I have always been an “A” personality; a starter, organizer, finisher. It took me a few good adult years to find the balance before I had cancer. Now, after cancer I am back at it but once I commit to something I want to quit, not the old me at all. I wonder why in the heck I committed myself. My excuses to quit is the commitment takes up too much of my time and it’s not what I expected; I’d rather be at home in my sanctuary of peace. I commit, reevaluate, and say, “Ah, that’s not what I wanted to do.”
How fickle I am! As of today, I would like to just attend a Bible study, not facilitate one. And why did I ever say I’d work up on the ski hill? (The job is just two days and obviously seasonal) I want to come and go as I please with my life but I keep putting myself in places where I think I ought to be not where I want to be. Ugh. And, lastly, but this is a heart desire, another cancer survivor and I would like to host a cancer support group with a different focus than the one offered in town at the hospital. We are not in any hurry to start a group and we are taking our time to weigh the responsibility of hosting one.

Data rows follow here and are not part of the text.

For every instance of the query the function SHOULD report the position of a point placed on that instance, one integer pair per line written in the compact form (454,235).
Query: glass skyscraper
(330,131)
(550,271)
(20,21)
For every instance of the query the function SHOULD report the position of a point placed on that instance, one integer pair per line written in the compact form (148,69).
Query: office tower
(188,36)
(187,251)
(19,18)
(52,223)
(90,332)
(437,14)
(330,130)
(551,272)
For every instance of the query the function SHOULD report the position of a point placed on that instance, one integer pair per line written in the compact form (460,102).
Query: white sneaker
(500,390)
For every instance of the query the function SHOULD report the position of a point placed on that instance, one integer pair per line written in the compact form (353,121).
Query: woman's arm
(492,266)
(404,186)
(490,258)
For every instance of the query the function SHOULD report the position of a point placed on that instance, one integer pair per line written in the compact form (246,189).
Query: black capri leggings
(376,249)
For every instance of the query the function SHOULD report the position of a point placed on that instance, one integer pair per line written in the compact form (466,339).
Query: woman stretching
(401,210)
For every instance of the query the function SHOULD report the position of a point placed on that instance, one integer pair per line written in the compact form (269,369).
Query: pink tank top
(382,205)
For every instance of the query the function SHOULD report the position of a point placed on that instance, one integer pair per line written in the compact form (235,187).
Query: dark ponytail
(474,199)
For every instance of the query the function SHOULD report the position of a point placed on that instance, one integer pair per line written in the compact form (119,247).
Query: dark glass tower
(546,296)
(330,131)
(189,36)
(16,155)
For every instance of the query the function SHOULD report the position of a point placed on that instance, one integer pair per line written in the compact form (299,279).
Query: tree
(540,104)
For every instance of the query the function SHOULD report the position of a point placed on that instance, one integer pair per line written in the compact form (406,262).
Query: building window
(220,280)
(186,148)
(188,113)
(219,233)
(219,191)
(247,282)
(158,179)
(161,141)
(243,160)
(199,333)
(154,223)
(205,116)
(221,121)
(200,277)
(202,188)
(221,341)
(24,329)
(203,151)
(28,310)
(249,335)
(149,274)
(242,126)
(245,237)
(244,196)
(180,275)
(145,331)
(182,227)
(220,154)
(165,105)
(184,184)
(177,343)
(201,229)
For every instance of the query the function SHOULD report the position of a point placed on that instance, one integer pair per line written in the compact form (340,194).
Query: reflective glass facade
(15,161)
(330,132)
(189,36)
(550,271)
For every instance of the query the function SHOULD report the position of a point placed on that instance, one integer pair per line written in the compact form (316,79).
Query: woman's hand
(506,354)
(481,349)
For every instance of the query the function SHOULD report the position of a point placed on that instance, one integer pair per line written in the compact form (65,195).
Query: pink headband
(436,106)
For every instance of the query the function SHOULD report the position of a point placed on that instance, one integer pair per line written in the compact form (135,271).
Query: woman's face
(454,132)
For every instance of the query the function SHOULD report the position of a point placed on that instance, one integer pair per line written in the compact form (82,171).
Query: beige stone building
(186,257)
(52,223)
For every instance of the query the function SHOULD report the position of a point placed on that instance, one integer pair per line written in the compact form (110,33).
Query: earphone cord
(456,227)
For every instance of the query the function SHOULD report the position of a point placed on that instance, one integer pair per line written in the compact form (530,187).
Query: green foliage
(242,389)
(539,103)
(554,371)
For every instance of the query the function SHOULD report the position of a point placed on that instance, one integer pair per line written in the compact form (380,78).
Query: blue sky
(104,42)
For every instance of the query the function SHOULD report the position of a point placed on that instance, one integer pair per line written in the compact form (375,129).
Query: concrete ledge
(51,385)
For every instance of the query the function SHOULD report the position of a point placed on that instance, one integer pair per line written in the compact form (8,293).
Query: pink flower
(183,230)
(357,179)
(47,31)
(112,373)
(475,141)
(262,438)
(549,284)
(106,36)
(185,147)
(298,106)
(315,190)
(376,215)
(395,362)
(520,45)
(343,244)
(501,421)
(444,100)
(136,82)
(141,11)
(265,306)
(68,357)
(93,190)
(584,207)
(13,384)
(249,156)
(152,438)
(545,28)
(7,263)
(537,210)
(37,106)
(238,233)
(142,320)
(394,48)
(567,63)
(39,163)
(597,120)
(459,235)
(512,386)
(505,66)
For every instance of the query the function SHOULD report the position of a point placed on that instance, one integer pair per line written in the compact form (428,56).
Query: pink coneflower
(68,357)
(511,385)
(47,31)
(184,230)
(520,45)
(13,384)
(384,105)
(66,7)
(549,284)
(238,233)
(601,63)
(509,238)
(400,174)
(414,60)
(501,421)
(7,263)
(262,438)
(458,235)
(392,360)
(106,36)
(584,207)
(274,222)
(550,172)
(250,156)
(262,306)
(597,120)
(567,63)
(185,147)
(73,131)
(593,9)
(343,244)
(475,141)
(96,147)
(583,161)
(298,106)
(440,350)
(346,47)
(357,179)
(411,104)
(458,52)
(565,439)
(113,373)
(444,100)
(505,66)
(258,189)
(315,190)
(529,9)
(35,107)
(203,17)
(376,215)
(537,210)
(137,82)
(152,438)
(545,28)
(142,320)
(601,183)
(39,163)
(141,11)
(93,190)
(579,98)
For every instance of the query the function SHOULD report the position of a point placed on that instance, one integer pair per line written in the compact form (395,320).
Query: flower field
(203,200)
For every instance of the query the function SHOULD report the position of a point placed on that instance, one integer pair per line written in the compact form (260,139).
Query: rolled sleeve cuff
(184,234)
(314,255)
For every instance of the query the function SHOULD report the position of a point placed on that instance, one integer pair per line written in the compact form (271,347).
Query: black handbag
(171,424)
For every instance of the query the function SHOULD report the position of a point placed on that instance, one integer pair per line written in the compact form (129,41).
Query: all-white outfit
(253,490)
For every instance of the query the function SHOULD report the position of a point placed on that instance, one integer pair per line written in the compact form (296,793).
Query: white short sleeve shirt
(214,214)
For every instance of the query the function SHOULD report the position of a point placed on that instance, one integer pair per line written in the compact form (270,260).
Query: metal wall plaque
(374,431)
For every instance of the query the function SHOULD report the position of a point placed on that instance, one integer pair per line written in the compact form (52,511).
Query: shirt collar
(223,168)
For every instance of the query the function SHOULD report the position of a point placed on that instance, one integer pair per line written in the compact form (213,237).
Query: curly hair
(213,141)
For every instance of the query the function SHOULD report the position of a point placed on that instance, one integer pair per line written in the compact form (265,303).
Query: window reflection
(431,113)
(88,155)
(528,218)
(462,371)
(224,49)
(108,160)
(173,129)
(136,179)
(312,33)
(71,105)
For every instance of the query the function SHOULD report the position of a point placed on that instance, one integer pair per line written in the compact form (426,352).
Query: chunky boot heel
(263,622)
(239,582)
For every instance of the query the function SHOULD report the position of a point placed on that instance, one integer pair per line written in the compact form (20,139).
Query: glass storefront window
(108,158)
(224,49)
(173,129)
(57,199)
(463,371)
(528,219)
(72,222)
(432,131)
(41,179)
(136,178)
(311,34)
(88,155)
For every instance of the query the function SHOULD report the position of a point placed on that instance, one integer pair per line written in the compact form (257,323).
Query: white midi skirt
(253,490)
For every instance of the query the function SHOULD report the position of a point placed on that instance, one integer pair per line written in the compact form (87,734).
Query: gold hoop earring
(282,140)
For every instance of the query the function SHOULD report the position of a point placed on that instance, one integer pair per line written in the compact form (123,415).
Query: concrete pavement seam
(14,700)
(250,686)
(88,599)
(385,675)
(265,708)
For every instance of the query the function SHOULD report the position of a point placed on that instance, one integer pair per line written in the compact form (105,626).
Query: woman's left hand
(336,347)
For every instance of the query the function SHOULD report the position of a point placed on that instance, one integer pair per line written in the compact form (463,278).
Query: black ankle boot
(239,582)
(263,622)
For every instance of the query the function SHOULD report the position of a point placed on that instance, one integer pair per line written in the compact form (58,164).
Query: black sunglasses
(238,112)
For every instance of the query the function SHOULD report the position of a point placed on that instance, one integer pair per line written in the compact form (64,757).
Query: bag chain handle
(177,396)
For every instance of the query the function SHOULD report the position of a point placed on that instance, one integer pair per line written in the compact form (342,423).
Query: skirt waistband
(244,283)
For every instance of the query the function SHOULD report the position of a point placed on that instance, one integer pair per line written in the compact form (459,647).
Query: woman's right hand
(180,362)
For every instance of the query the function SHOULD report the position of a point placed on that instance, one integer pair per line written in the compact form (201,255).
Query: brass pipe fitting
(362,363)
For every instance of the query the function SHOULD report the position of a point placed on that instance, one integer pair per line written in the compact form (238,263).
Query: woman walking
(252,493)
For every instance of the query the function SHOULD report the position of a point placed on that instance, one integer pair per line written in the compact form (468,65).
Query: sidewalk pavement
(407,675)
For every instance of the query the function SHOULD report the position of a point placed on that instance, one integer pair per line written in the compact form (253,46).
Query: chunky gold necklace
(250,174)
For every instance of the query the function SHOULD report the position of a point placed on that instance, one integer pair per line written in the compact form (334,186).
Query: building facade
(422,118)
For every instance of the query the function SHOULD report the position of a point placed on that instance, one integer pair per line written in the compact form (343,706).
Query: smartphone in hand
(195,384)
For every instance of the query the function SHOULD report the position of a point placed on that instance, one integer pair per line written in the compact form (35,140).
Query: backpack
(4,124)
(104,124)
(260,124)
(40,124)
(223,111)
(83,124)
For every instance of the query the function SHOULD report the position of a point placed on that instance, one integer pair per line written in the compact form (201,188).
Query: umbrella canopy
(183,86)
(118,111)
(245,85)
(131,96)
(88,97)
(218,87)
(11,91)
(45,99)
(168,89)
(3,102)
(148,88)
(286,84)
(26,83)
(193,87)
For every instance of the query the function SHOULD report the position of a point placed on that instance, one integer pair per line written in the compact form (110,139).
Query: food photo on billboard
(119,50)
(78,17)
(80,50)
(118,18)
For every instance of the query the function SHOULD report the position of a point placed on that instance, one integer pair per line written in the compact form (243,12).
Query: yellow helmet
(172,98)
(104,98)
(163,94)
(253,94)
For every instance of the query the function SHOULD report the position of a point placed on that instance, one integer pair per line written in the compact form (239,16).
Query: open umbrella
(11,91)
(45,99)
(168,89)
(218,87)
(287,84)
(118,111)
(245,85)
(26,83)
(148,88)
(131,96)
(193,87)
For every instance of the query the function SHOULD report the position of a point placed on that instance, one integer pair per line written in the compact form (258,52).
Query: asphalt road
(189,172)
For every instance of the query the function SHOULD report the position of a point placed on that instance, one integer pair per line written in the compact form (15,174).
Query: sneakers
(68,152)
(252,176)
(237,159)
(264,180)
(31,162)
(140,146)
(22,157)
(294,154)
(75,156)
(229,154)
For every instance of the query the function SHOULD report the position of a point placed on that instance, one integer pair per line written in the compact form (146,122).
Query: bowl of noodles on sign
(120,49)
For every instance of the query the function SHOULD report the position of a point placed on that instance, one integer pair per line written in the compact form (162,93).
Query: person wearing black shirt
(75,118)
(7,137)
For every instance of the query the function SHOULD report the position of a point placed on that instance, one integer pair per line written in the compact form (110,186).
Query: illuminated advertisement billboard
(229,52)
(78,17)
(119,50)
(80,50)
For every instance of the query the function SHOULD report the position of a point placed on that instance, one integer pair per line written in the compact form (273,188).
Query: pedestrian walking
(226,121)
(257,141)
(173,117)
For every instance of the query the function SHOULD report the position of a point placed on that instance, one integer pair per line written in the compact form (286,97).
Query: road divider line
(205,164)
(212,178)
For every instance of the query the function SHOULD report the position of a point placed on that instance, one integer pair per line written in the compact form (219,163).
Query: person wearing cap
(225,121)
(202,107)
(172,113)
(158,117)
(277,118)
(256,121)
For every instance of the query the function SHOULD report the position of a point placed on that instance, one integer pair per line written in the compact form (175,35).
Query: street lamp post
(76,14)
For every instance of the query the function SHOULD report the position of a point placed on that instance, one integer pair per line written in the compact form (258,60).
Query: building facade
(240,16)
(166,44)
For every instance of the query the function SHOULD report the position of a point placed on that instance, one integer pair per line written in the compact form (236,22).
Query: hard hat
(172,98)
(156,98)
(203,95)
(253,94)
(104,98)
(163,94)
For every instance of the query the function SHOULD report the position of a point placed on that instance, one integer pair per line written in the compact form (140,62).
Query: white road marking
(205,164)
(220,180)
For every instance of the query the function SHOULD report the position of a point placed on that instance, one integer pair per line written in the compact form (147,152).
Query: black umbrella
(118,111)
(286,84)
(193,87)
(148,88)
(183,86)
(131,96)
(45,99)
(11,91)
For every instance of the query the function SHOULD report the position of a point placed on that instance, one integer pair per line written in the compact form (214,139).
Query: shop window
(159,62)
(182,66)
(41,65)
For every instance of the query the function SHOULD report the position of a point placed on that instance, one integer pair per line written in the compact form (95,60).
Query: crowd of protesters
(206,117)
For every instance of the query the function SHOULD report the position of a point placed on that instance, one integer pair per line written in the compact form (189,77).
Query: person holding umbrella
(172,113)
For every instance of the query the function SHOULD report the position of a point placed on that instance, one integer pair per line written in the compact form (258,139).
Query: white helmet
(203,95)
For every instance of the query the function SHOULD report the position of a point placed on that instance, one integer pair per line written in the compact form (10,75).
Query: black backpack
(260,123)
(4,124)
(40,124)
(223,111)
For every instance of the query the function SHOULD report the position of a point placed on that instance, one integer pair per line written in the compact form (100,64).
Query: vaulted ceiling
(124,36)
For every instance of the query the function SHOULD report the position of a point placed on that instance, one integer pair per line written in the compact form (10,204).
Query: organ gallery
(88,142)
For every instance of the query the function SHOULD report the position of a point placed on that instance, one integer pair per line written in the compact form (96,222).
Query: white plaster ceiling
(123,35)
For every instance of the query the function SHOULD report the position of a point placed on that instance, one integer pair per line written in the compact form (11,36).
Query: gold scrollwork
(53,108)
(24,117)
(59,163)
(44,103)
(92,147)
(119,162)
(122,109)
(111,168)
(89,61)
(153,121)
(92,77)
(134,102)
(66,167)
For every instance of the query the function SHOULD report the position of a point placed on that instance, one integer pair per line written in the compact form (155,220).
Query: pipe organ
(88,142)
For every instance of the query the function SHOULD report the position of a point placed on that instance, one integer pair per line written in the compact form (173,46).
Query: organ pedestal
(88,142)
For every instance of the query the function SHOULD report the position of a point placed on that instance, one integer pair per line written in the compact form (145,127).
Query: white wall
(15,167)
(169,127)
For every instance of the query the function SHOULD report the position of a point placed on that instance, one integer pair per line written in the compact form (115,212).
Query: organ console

Before cancer, all this cancer world and reality was not a part of my life. Since it was such a traumatic experience (does anybody NOT have a traumatic experience with cancer? please let me know), I want to use it to help others . I need to find the balance in helping others in need and need of support verses obsessing over helping others. What is my motive for this support group?
This last summer I broke my leg, had surgery and was forced to “take it easy.” It was painful and I had to take it easy. My pain and limp eased up about two months ago and I am full speed ever since.
Who am I and what am I to do with myself? I was involved before I had cancer, I am involving myself again after cancer but now I am questioning my involvements/commitments. I get started and then want to drop out – I am forcing myself to fulfill my commitments, ski hill ends in March and Bible study ends in May.